Upaya PBNU Merampas PKB: Halusinasi Politik?

Meski didirikan oleh tokoh-tokoh NU, PKB adalah sebuah entitas yang berdiri sendiri. Tetap saja secara struktur PKB tidak berada di dalam tubuh NU, apalagi tubuh PBNU. “Mengupayakan untuk mengembalikan PKB itu sesuatu yang tidak masuk akal, mengada-ada, dan–saya kira–kemunduran berfikir dan aksi PBNU sepanjang sejarah,” kata Dedi.
Relasi lembaga keagamaan dengan (partai) politik tampaknya seringkali menjadi hubungan yang berakhir kandas. Kita tahu bagaimana peran Muhammadiyah dalam melahirkan Partai Majelis Syuro Muslimin Indonesia (Masyumi) pada 1945 dan ujung-ujung kisahnya. Kita menyaksikan kegelisahan Gereja Katolik Italia mencari jalan keluar ketika Partai Demokrasi Kristen (DC) yang dibidaninya pada 1943, pada awal 1990-an jatuh berlumuran kasus korupsi dan skandal politik “Tangentopoli”. Hal yang serupa dengan pengalaman Gereja Konvensi Baptis Selatan (SBC), yang dikenal dekat dengan Partai Republik Amerika Serikat, ketika partai itu dekil dengan berbagai noda dan skandal moral.
Di Indonesia, kegelisahan, gesekan, dan tarik-ulur yang nyaris serupa kita saksikan pada Pengurus Besar Nahdlatul Ulama (PBNU) dan Partai Kebangkitan Bangsa (PKB) yang sempat dilahirkannya.
Luka Lama
Perseteruan antara PBNU dengan PKB boleh dibilang luka lama yang menahun, bahkan sudah berbilang dekade. Semua bisa ditarik pada gesekan antara Ketua Umum PKB, Muhaimin Iskandar, dengan pendiri partai sekaligus elit NU, KH Abdurrahman Wahid (Gus Dur), dalam perebutan kekuasaan di internal PKB pada 2005 sampai 2008.
Selepas Muktamar 2005 memang muncul dualisme kepemimpinan di PKB, yakni kubu Gus Dur dan kubu Muhaimin. Pada 2008, Muhaimin dkk mengakhiri pertarungan terbuka dengan memenangkan tampuk kepemimpinan PKB. Perseteruan memang seolah reda, namun sejatinya bara masih menyala. Kalau di permukaan tampak tenang, itu karena perseteruan kemudian mengambil jalan laten. Bara permusuhan, terutama di pihak trah Gus Dur yang merasa ‘dikudeta’, tampaknya tetap menyala-nyala.
Hampir setiap lima tahun sekali bara itu tertiup angin Pemilu dan berkobar. Termasuk pada Pemilu paling akhir, 2024. Publik dengan gampang melihat posisi politik PBNU dan PKB berseberangan. Itu sejalan dengan berkuasanya kembali trah Gus Dur di PBNU, seiring duduknya Yahya Staquf di kursi ketua umum PBNU. PBNU, meski sejatinya khittah partai membatasi, tampak jelas mendukung pasangan Prabowo-Gibran. Sementara PKB tentu saja mendukung Anies yang menempatkan Muhaimin sebagai calon wakilnya. Selama masa kampanye Pilpres, bukan sekali-dua headline media dipenuhi silang sengkarut kata-kata kedua petinggi organisasi yang dekat dalam nasab tapi tak akrab dalam sikap politik tersebut.

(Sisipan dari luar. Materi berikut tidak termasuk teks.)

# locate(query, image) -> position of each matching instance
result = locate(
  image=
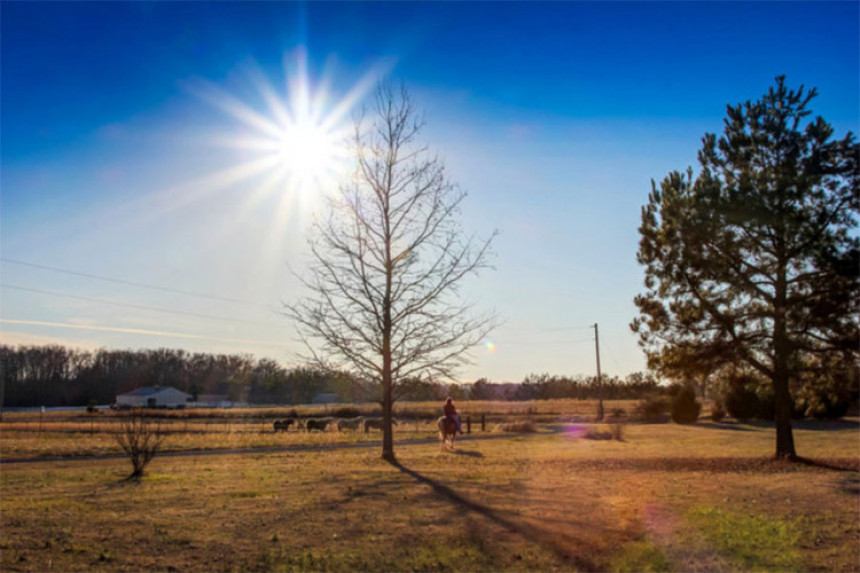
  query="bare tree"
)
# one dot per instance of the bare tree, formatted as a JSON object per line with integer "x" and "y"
{"x": 387, "y": 263}
{"x": 141, "y": 440}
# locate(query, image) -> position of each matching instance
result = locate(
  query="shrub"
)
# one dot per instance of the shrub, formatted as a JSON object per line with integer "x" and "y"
{"x": 685, "y": 408}
{"x": 617, "y": 422}
{"x": 746, "y": 398}
{"x": 652, "y": 409}
{"x": 518, "y": 427}
{"x": 140, "y": 439}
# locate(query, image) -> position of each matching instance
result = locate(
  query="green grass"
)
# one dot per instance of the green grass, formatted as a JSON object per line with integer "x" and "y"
{"x": 752, "y": 541}
{"x": 641, "y": 556}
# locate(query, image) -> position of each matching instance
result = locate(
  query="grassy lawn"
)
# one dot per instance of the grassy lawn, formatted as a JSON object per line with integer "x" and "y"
{"x": 668, "y": 498}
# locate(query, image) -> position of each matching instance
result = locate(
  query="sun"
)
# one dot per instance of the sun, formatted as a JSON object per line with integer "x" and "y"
{"x": 295, "y": 137}
{"x": 310, "y": 154}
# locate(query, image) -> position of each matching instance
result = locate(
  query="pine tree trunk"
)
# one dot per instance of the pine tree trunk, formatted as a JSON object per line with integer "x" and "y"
{"x": 781, "y": 391}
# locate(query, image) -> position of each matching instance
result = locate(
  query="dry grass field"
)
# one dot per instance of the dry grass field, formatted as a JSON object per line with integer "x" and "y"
{"x": 78, "y": 433}
{"x": 667, "y": 498}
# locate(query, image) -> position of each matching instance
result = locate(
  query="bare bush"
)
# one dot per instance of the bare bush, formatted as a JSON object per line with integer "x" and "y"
{"x": 140, "y": 439}
{"x": 518, "y": 427}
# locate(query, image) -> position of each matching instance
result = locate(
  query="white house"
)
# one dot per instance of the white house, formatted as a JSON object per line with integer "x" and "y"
{"x": 153, "y": 397}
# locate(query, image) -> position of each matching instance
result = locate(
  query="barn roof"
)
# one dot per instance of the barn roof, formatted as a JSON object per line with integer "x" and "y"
{"x": 149, "y": 390}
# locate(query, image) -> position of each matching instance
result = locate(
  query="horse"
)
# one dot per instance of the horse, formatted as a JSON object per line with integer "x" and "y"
{"x": 318, "y": 424}
{"x": 350, "y": 424}
{"x": 447, "y": 428}
{"x": 283, "y": 425}
{"x": 375, "y": 423}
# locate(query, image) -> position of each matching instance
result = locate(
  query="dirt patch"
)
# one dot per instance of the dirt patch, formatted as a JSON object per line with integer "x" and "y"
{"x": 717, "y": 465}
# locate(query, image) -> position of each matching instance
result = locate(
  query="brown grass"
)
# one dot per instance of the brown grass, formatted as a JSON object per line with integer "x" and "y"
{"x": 664, "y": 499}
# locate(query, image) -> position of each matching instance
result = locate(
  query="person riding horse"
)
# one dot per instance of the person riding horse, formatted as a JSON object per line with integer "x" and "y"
{"x": 452, "y": 413}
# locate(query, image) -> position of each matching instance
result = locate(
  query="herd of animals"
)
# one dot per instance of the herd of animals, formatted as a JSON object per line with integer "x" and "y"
{"x": 322, "y": 424}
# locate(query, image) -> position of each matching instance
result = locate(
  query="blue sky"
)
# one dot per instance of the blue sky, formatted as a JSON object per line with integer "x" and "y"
{"x": 554, "y": 117}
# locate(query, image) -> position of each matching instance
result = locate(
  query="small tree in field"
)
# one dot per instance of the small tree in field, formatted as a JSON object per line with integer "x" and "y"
{"x": 387, "y": 264}
{"x": 141, "y": 440}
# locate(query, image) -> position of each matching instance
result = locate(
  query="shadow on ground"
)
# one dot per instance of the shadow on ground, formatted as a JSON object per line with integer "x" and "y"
{"x": 530, "y": 532}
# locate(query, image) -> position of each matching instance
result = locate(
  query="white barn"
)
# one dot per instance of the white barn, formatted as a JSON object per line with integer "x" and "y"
{"x": 153, "y": 397}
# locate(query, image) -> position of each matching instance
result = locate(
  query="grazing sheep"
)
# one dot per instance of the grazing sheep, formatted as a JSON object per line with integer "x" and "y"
{"x": 349, "y": 424}
{"x": 283, "y": 425}
{"x": 375, "y": 423}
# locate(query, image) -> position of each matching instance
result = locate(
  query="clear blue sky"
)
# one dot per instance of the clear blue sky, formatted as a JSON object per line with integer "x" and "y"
{"x": 554, "y": 117}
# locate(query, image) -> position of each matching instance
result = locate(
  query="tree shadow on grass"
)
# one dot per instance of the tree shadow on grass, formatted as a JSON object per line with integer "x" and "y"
{"x": 529, "y": 532}
{"x": 466, "y": 453}
{"x": 735, "y": 426}
{"x": 752, "y": 425}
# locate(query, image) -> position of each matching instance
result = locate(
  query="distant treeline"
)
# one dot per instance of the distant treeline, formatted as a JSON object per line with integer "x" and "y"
{"x": 55, "y": 375}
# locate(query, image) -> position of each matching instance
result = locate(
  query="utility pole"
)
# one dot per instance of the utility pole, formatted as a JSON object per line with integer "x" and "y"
{"x": 599, "y": 381}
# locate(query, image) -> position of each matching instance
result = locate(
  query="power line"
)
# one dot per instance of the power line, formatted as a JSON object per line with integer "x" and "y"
{"x": 554, "y": 329}
{"x": 131, "y": 283}
{"x": 138, "y": 306}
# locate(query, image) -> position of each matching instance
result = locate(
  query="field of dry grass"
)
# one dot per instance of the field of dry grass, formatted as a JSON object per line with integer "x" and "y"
{"x": 668, "y": 497}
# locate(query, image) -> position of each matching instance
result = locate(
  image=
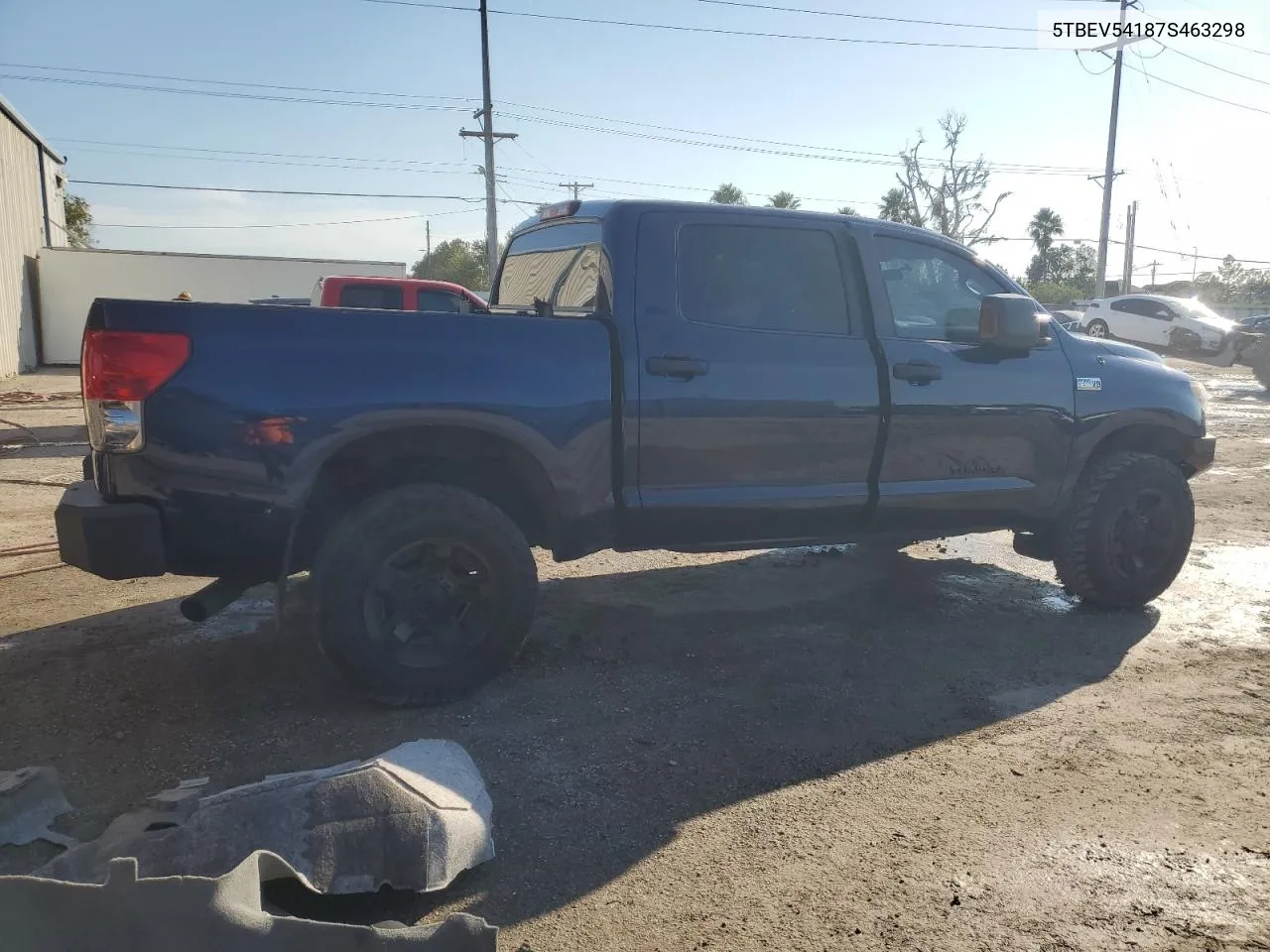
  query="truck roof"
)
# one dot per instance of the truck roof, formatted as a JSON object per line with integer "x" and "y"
{"x": 603, "y": 208}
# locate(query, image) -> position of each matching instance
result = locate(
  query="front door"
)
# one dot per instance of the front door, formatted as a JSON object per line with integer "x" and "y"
{"x": 758, "y": 407}
{"x": 976, "y": 438}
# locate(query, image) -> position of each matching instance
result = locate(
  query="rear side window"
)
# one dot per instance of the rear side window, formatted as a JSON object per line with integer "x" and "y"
{"x": 386, "y": 298}
{"x": 761, "y": 278}
{"x": 440, "y": 301}
{"x": 558, "y": 264}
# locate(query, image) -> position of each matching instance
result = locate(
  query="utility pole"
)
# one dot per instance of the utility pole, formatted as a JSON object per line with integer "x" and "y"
{"x": 486, "y": 116}
{"x": 1109, "y": 173}
{"x": 576, "y": 186}
{"x": 1130, "y": 232}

Misalnya pernah mengemuka, pihak PBNU melalui Wakil Sekjen PBNU, Sulaeman Tanjung, saat itu memastikan bahwa Ketua Umum PBNU, Yahya Cholil Staquf, tidak diundang pada peringatan Harlah Ke-25 PKB di Stadion Manahan Solo, Jawa Tengah, Ahad (23/7/2023) sore.”Kalau ada yang bilang Ketum PBNU diundang di Harlah PKB, itu hoaks. Hingga saat ini tidak ada undangan dari PKB,” kata Sulaeman, keras. Secara common sense, bila benar ketua PBNU tak diundang pada milad PKB, itu memang hal yang sungguh tak elok.
Bara yang mulai berasap itu kian menyala manakala sesaat usai Pemilu Sekretaris Jenderal PBNU, Saifullah Yusuf, meminta PKB tak mempermasalahkan hasil Pemilu. Ia juga mengajak PKB kembali ke jalan yang sama dengan NU.”Kembalilah ke jalan yang benar, yakni jalan yang sesuai dengan Nahdlatul Ulama,” kata Saifullah Yusuf atau Gus Ipul. Tanda bahwa pernyataan itu serus, Ipul menyatakan hal itu dalam keterangan tertulis, Ahad, 18 Februari 2024. Ipul tak lupa mengingatkan bahwa PKB bukan pertama kalinya ikut Pemilu, sehingga paham keakuratan quick count atau hitung cepat.
“Mintalah nasihat kepada Rais Aam dan Ketua Umum (PBNU), bagaimana langkah-langkah PKB ke depan. PKB salah mengambil jalan sehingga menimbulkan langkah yang membingungkan ulama, kiai, juga warga NU. Bisa dilihat hasil Pemilu ini. Jadi, segeralah kembali ke pangkuan NU,” kata Ipul berpanjang lebar.
Kontan respons Muhaimin terkesan meradang. Ketua Umum PKB itu meminta publik tidak mengindahkan pernyataan Ipul. Muhaimin malah menyerang balik Ipul dengan menyebutnya makelar. “Selamat pagi para pejuang perubahan! Teruslah bekerja menjaga suara rakyat. Jangan hiraukan makelar yang namanya saipul, mengatasnamakan NU, padahal cuma makelar,” kata Muhaimin, melalui akun @cakiminNOW di X, Senin, 19 Februari 2024.
Belakangan, Muhaimin menganggap PBNU tidak mengakui dan cenderung menganggap sepi capaian PKB dalam Pemilu, termasuk peningkatan jumlah kursi di DPR.
Berkobar karena Pansus Haji

Namun yang membuat api perseteruan benar-benar berkobar tampaknya adalah terbentuknya Panitia Khusus (Pansus) Haji 2024 di DPR. Alih-alih mengamini klaim Menteri Agama Yaqut Cholil Qoumas yang menyebutkan penyelenggaraan ibadah haji 2024 berjalan lancar dan lebih baik dari tahun sebelumnya, Muhaimin justru mengeritik penyelenggaraan ibadah haji 2024 yang dipimpin Gus Yaqut. Ia meminta masalah itu diselesaikan dengan serius dengan mengusulkan pembentukan Panitia Khusus (Pansus).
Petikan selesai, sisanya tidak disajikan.